Common elements include:

  • Transportation: Scheduling of ocean, air, land freight and port nodes.

  • Cross-Border Compliance: Customs declaration, tariffs, regulations, and port requirements.

  • Real-Time Tracking: Using ERP or dedicated SCM systems to monitor transportation status, reducing "black box time."

Good logistics doesn't just bring cost reduction, but makes delivery promises credible, which directly reflects in customer trust and bargaining power.


▍Drop Shipment: Fulfillment Strategy Without Warehouses

Drop Shipment is a fulfillment model: enterprises don't bring goods into their own warehouses first, but suppliers directly ship products to end customers.

  • Applicable Scenarios: Mostly used for finished goods fulfillment; raw materials usually still need to enter factories for production.

  • Main Advantages: Lower inventory holding costs, shorter lead times. In some B2B scenarios, it can significantly improve response speed.

The key to drop shipment is information synchronization. You eliminate one warehouse operation segment, but must use stronger data collaboration with suppliers to maintain controllability.


▍Back Order: Typical Symptom of Supply Chain Pressure

Back Order refers to suppliers unable to deliver on time, causing order backlogs. It's usually the most direct manifestation of supply chain tension.

  • Core Signals: Demand exceeds supply, supplier capacity shortage, raw material shortages, logistics bottlenecks, or scheduling errors.

  • Main Defense: Return to supplier management fundamentals: performance tracking, available backup suppliers, and advance capacity and delivery negotiations.


▍Landed Cost: The Total Cost View That Truly Determines Margins

Landed Cost is a financially critical metric, representing the "total cost" of a product from order placement to arrival at your warehouse. It's not just purchase price, but also includes:

  • Product cost

  • Shipping and logistics fees

  • Tariffs, taxes, and customs clearance costs

  • Insurance, handling fees, and various additional charges

Why is it important?

Because only by seeing landed cost clearly can you truly do pricing, calculate margins, and evaluate transportation options. For example: air freight is faster but more expensive, sea freight is slower but cheaper. Whether it's worth trading speed must return to the trade-off between landed cost and cash flow.
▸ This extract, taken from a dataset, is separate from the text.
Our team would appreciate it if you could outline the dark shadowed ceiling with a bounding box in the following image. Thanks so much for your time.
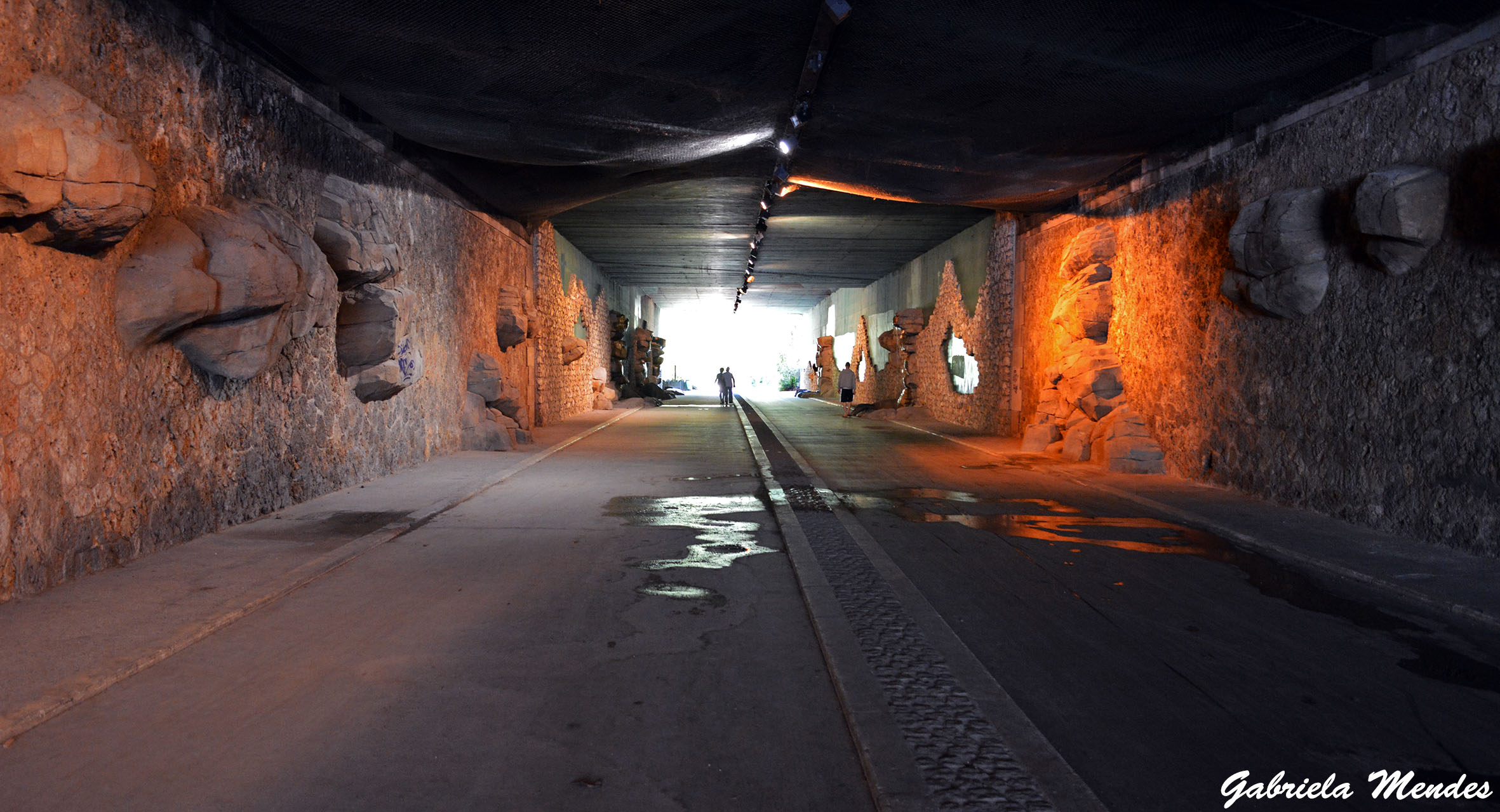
[211,0,1496,306]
Terminology Is the Key Language for Cross-Department Collaboration

Supply chain problems aren't "no one is working in the right direction," but each department using different languages to talk about the same thing. Clarifying basic terms like Procurement, Supplier Management, Inventory, EDI, Logistics, and Landed Cost is like first building the organization's dialogue framework.

When language is consistent, there's a chance for processes to be consistent, KPIs to be consistent, and finally for delivery and trust to be consistent.